When evaluating an individual’s intellectual capacity to enforce the Eighth Amendment’s prohibition of the execution of intellectually disabled individuals, a State must look to the medical community’s diagnostic framework.

Petitioner was convicted of capital murder and sentenced to death for fatally shooting a store clerk during a botched robbery. Petitioner challenged his death sentence on the ground that he was intellectually disabled. A state habeas court determined that Petitioner was intellectually disabled and thus exempt from execution because Petitioner’s death sentence violated the Eight Amendment’s proscription of cruel and unusual punishments. The Texas Court of Criminal Appeals (CCA) did not adopt the judgment recommended by the habeas court. While the habeas court relied on current diagnostic standards used in the medical community to determine Petitioner’s intellectual disability, the CCA endorsed the 1992 edition of the American Association on Mental Retardation (AAMR), which the CCA adopted in Ex Parte Briseno. The AAMR requires that the adaptive deficits be related to the intellectual functioning deficits, and the Briseno court set forth seven factors to consider when evaluating the relatedness requirement. However, the Supreme Court of the United States held that the current views of medical experts in the community is the proper framework to determine intellectual disability. The factors set forth by the CCA in Briseno contained no citation to any medical or judicial authority and advanced lay perceptions of intellectual disability.
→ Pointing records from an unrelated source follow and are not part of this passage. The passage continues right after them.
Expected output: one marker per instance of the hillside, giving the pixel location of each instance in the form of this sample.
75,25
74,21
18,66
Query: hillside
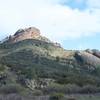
36,65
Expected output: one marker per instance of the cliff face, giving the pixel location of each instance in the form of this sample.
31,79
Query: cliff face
28,33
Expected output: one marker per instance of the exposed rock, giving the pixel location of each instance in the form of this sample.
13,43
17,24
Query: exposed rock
27,33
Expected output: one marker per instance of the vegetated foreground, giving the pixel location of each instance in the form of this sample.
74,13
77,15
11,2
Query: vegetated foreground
68,97
32,65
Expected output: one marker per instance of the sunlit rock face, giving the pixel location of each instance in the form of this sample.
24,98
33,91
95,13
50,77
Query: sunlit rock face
28,33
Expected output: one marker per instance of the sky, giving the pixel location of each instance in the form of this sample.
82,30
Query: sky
73,23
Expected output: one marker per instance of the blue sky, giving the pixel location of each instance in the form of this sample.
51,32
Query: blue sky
73,23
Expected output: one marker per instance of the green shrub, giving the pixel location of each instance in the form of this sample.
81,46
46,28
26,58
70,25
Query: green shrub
56,96
12,88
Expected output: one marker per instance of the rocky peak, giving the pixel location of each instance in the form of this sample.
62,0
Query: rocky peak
27,33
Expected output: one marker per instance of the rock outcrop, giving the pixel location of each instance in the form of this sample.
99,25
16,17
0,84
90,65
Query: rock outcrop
28,33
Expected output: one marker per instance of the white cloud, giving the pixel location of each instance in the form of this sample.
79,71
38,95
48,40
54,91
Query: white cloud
93,3
56,21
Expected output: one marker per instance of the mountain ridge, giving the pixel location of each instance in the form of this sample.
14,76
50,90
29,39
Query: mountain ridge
33,62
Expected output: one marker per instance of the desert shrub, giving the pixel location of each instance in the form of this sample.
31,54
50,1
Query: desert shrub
12,88
89,89
37,93
57,96
56,88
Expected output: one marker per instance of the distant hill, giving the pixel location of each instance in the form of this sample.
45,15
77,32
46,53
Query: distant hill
32,61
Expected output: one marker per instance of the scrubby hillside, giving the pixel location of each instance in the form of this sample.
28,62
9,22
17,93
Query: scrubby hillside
32,64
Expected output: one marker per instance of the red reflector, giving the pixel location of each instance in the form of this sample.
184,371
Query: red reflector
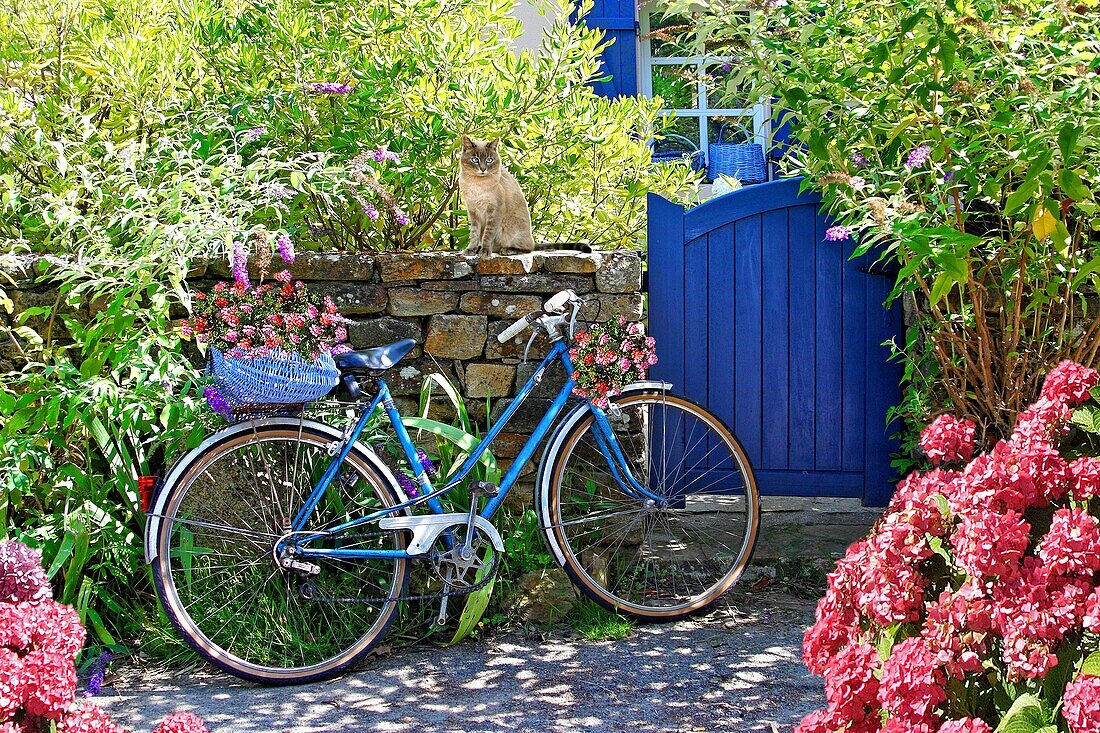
145,485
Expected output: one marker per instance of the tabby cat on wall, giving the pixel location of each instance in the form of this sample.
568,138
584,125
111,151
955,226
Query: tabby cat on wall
499,220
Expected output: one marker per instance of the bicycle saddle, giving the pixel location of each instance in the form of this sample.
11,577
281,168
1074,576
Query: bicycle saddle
376,359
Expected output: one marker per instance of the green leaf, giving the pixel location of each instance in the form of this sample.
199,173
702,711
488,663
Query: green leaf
1070,183
1087,418
1025,715
1067,140
1043,223
942,286
887,641
1020,196
1091,666
459,437
476,602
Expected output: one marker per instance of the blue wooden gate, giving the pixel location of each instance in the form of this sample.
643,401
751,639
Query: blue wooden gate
774,328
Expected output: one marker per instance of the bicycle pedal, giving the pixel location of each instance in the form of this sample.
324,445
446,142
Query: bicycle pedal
484,489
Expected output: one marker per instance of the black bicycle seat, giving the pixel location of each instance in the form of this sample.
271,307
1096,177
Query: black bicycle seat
376,359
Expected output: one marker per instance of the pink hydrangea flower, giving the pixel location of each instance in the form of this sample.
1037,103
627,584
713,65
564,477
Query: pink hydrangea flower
1086,478
182,722
21,573
1071,546
850,685
12,684
88,719
966,725
1080,706
912,685
990,544
15,623
1091,617
1070,383
57,627
948,439
51,684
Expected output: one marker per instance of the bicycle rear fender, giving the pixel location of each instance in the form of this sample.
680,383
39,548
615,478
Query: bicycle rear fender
553,445
153,520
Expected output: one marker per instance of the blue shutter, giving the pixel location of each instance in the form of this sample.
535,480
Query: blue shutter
616,19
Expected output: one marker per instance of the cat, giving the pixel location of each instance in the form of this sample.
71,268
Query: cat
499,220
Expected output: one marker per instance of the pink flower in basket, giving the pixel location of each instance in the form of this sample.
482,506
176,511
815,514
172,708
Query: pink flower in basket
608,357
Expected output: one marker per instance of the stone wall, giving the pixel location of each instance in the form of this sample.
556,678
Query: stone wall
454,306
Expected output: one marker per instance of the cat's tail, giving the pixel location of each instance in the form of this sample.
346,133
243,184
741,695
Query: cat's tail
568,247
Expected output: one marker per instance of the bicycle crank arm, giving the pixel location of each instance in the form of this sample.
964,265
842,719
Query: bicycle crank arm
427,528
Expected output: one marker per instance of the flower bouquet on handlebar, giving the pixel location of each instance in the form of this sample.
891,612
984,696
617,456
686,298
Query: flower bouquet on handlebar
268,343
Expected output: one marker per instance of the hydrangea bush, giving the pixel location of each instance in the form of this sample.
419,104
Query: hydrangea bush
975,603
40,641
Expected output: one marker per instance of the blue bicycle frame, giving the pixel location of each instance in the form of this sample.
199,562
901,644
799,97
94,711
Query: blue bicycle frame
604,435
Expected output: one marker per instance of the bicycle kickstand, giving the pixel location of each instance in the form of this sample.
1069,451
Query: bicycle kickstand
441,619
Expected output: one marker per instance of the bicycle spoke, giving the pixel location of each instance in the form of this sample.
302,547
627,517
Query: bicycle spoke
655,557
223,548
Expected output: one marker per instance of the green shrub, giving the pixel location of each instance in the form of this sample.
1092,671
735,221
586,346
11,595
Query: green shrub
961,141
414,76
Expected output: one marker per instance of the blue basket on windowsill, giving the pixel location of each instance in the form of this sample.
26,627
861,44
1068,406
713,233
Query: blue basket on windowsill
743,161
675,148
274,378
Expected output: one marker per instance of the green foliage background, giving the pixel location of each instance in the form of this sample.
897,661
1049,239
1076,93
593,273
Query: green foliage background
994,234
123,156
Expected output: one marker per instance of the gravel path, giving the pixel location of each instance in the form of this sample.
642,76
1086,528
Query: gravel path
737,669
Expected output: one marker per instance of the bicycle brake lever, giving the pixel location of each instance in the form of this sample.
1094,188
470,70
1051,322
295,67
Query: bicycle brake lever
572,318
529,342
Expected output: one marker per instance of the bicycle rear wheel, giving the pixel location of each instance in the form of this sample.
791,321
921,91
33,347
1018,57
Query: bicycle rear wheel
218,572
653,560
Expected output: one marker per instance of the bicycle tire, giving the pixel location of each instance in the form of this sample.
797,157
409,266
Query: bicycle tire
587,575
384,491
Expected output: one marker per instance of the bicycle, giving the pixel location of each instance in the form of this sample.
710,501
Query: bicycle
282,546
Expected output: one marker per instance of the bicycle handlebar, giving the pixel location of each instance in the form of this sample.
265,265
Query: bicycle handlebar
553,306
518,327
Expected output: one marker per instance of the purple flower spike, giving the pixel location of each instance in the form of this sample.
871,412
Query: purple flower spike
218,402
919,156
408,485
240,264
328,88
426,463
21,573
383,155
285,248
97,675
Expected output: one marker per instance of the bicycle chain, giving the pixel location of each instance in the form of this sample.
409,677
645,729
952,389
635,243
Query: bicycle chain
415,597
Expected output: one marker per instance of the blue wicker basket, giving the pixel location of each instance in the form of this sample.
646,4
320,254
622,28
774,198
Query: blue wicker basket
276,378
677,148
743,161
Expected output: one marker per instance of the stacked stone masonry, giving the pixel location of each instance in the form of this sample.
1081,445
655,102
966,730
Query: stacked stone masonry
454,306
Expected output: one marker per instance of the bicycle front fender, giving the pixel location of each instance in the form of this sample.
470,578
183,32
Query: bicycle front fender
553,445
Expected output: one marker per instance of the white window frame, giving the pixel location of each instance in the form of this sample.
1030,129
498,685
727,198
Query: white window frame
760,113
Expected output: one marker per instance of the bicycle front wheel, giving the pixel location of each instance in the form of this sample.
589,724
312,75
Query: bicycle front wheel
653,559
220,569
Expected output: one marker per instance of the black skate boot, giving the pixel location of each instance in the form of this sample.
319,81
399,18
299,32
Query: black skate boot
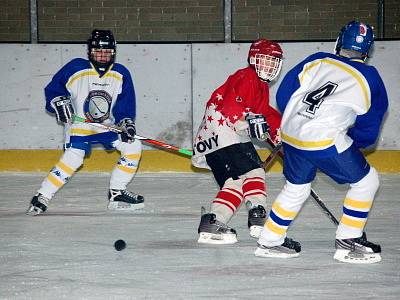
288,249
256,220
124,200
357,251
212,231
38,205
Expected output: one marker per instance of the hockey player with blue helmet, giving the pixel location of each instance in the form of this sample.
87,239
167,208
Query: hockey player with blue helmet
332,105
101,91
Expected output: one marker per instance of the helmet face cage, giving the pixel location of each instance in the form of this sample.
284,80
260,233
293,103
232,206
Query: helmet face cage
102,48
267,67
357,37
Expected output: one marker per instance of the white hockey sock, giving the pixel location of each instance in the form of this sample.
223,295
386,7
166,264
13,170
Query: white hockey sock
127,165
283,211
228,200
254,188
69,162
357,205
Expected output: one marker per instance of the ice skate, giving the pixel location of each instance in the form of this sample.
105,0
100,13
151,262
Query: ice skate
212,231
357,251
256,220
288,249
38,205
124,200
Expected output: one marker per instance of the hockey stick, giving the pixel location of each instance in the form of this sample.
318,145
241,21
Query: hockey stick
116,129
187,152
313,193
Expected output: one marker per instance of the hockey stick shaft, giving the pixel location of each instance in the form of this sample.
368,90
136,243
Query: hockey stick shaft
142,138
313,193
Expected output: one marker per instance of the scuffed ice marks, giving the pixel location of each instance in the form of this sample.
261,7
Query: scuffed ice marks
179,134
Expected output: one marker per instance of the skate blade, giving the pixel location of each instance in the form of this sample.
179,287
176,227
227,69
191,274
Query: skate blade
255,231
216,239
356,258
123,206
261,252
33,211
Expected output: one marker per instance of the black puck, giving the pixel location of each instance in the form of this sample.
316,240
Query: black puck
119,245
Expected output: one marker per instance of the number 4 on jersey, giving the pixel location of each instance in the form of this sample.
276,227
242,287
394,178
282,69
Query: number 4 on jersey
315,98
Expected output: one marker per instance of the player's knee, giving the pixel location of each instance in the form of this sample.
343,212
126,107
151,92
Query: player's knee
297,190
255,173
369,182
130,148
74,157
233,183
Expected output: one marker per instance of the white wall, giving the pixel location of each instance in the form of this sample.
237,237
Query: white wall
172,83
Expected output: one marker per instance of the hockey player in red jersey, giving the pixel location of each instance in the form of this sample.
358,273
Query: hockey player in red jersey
238,110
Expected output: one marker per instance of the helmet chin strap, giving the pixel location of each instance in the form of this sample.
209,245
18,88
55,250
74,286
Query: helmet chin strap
101,68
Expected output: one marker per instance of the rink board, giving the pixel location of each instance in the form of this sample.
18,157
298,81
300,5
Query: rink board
385,161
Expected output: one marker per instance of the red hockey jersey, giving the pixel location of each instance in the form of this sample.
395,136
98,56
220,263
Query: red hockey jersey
223,122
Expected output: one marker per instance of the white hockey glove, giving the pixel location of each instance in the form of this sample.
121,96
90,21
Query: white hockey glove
128,130
63,108
258,127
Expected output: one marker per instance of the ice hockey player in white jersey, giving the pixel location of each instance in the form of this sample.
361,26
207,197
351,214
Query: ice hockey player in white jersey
237,110
101,91
332,106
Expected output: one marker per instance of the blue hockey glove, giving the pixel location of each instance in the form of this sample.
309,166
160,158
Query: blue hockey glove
258,127
128,130
63,108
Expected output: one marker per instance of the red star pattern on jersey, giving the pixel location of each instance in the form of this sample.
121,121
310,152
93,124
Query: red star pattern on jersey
254,95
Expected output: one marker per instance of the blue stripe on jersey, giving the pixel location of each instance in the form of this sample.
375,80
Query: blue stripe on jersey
349,166
355,213
278,220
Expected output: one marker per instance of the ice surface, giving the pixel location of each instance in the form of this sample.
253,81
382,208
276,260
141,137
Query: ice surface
68,251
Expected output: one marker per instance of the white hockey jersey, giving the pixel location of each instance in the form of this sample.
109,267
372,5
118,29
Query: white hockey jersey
101,98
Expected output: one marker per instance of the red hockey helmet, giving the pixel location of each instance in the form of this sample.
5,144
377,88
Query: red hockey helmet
266,58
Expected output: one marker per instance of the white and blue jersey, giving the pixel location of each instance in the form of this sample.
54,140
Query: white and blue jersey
329,102
331,106
101,98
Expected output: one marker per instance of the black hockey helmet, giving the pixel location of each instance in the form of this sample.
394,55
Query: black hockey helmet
101,39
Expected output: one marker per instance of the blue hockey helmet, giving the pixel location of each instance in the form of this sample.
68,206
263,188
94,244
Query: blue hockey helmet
355,36
102,40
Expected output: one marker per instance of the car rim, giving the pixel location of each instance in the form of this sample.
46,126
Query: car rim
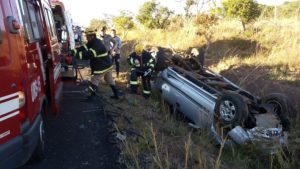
227,110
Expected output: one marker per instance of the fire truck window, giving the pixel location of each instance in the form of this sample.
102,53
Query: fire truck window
50,23
34,23
26,20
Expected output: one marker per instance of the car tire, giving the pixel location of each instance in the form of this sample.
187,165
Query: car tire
282,106
231,110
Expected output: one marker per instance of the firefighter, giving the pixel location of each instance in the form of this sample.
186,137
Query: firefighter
142,64
100,63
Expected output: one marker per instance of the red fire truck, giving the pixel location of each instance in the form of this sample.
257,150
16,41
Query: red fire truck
30,78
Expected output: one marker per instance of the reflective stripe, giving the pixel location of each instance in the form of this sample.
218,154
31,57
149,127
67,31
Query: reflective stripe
102,55
134,82
80,55
146,92
131,61
94,52
9,105
102,71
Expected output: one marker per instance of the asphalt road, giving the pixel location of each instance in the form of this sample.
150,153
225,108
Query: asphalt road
76,138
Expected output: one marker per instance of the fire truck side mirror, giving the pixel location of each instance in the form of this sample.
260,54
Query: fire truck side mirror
13,25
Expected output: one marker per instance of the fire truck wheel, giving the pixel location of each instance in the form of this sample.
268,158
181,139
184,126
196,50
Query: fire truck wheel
39,152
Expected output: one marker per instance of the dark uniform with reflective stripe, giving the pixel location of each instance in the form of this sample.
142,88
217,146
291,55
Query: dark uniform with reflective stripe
139,66
97,53
100,63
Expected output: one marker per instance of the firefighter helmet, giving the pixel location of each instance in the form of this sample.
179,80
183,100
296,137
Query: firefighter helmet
138,49
90,31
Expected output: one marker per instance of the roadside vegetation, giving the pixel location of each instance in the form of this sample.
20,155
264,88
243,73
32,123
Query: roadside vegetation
261,55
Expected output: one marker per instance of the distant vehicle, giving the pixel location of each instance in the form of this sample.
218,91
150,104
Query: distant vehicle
211,101
30,78
65,34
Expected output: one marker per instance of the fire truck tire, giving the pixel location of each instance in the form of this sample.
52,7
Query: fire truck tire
282,106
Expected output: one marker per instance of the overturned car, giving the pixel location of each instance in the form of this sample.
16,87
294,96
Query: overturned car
211,101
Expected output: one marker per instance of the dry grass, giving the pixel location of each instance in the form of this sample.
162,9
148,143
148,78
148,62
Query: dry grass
169,142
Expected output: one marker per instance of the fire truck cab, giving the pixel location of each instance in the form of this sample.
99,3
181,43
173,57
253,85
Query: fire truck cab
30,78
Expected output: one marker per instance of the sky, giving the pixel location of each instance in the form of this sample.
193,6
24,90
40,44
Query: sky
83,11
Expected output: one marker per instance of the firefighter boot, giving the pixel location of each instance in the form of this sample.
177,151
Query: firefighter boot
115,91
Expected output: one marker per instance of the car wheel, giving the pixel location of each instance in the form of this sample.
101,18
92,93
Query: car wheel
230,110
39,152
282,107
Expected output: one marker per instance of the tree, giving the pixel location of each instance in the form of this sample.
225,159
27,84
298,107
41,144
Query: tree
154,16
97,24
188,5
123,22
245,10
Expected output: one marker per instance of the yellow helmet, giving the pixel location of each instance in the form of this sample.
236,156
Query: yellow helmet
90,31
138,49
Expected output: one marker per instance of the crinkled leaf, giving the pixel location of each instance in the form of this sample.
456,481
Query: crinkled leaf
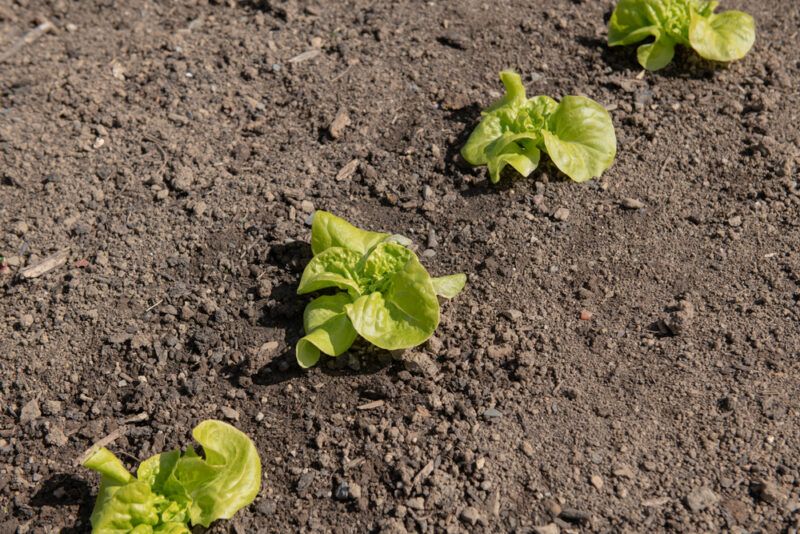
226,480
515,91
328,231
123,503
724,37
656,55
580,140
381,262
633,21
515,130
328,329
156,470
334,267
403,315
172,490
449,286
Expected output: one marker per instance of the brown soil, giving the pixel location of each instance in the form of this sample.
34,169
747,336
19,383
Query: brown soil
178,150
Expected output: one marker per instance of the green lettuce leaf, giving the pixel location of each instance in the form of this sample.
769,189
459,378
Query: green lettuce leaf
171,491
577,134
724,37
449,286
580,138
227,480
328,230
328,329
334,267
403,314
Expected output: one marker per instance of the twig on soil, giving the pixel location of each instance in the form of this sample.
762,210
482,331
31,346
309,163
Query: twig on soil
151,308
138,418
340,75
161,151
46,265
29,38
371,405
663,167
100,443
308,54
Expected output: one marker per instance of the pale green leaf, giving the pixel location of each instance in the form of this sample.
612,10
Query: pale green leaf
633,21
227,480
334,267
724,37
522,155
328,231
449,286
488,130
404,314
580,139
656,55
515,91
328,329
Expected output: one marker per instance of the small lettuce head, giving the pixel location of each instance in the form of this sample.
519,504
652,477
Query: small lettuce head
577,134
386,295
726,36
172,490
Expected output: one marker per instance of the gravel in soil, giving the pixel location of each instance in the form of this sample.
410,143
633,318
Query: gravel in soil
625,356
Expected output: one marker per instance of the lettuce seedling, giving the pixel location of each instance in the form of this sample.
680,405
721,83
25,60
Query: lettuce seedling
387,297
725,36
577,134
172,490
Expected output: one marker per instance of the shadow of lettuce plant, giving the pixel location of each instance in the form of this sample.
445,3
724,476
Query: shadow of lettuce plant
577,134
725,36
172,490
387,297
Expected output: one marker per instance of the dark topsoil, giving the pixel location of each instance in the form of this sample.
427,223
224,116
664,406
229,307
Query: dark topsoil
178,150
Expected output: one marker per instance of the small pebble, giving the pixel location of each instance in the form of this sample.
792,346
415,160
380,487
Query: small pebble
632,204
230,413
561,214
470,515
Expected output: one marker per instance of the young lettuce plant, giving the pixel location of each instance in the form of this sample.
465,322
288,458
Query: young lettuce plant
387,297
577,134
726,36
172,490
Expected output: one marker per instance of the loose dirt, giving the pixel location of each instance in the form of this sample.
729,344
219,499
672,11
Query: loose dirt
625,355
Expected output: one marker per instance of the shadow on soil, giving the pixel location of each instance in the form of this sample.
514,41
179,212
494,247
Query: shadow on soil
686,64
284,313
65,490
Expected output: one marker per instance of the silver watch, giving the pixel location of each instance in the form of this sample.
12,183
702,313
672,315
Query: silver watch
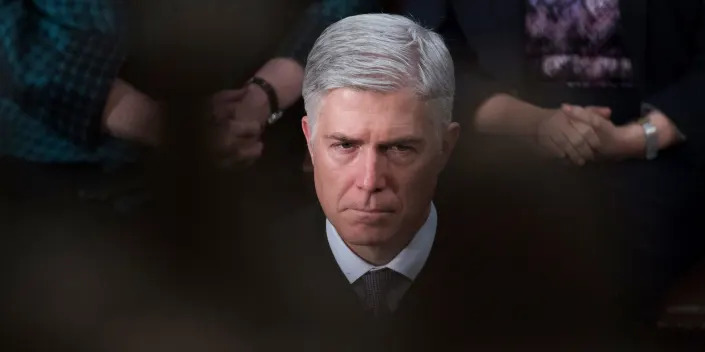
651,134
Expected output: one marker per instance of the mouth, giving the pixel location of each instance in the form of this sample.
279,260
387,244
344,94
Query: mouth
373,211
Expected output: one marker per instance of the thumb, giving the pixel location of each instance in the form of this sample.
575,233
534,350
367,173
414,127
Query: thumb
602,111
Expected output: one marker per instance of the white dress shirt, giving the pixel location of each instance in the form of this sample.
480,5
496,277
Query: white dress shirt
408,262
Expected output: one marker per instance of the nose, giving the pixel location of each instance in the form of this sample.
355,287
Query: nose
372,176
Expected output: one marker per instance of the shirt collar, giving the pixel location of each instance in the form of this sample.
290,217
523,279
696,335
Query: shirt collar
408,262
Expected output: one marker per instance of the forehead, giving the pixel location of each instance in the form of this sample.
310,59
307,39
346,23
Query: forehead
363,114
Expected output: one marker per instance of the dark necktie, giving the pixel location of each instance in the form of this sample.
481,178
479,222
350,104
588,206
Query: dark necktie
376,287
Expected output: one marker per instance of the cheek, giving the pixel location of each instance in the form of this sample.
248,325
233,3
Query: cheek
332,179
416,185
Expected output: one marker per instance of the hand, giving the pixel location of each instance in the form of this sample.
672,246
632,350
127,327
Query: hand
240,117
132,115
616,143
564,137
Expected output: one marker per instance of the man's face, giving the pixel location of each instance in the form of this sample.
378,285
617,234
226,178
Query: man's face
376,160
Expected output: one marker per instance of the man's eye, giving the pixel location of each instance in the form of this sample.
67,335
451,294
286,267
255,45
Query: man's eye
344,146
401,148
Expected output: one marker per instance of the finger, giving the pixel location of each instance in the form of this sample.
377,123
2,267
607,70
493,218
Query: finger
245,128
602,111
223,112
228,95
568,148
581,114
551,148
577,141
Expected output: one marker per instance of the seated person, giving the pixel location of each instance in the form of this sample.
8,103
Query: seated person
377,264
613,86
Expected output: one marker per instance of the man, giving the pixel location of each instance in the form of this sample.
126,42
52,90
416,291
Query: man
377,265
610,85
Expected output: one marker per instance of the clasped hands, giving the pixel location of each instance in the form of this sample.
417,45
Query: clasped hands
584,134
240,117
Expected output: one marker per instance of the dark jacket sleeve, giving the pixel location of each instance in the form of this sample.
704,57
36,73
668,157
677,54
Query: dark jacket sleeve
682,101
317,18
61,58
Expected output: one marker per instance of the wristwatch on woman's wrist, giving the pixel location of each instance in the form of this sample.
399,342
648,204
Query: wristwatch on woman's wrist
275,112
650,132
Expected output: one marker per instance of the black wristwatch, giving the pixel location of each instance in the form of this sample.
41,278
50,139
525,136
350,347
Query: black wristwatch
275,112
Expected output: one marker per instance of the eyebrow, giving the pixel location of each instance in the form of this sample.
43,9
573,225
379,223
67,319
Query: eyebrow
402,140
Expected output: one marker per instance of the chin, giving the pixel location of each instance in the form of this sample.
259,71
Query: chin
361,235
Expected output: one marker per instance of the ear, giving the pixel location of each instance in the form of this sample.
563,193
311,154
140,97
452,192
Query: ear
306,127
450,138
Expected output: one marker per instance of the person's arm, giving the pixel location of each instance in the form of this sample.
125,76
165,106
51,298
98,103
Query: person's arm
507,115
63,58
132,115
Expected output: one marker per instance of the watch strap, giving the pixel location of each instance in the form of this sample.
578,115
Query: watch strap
275,112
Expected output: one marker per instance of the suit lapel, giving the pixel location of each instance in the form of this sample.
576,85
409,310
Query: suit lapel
633,30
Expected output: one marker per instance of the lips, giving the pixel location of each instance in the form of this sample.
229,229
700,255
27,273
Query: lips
373,211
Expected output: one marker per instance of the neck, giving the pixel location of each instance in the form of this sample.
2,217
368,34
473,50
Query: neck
384,253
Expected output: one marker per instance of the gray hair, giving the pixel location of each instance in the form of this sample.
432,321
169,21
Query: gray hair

By relying on Briseno, the CCA determined that Petitioner failed to prove below average intellectual functioning. However, the CCA failed to account for the IQ test’s standard error of measurement, which would put Petitioner in the clinical range of intellectual disability. In addition, in considering Petitioner’s adaptive functioning, the CCA overemphasized Petitioner’s adaptive strengths when the test focuses on adaptive deficits. The CCA erroneously concluded that Petitioner’s traumatic life experiences indicated that intellectual and adaptive deficits were not related. In the medical community, such traumatic experiences are risk factors for intellectual disability.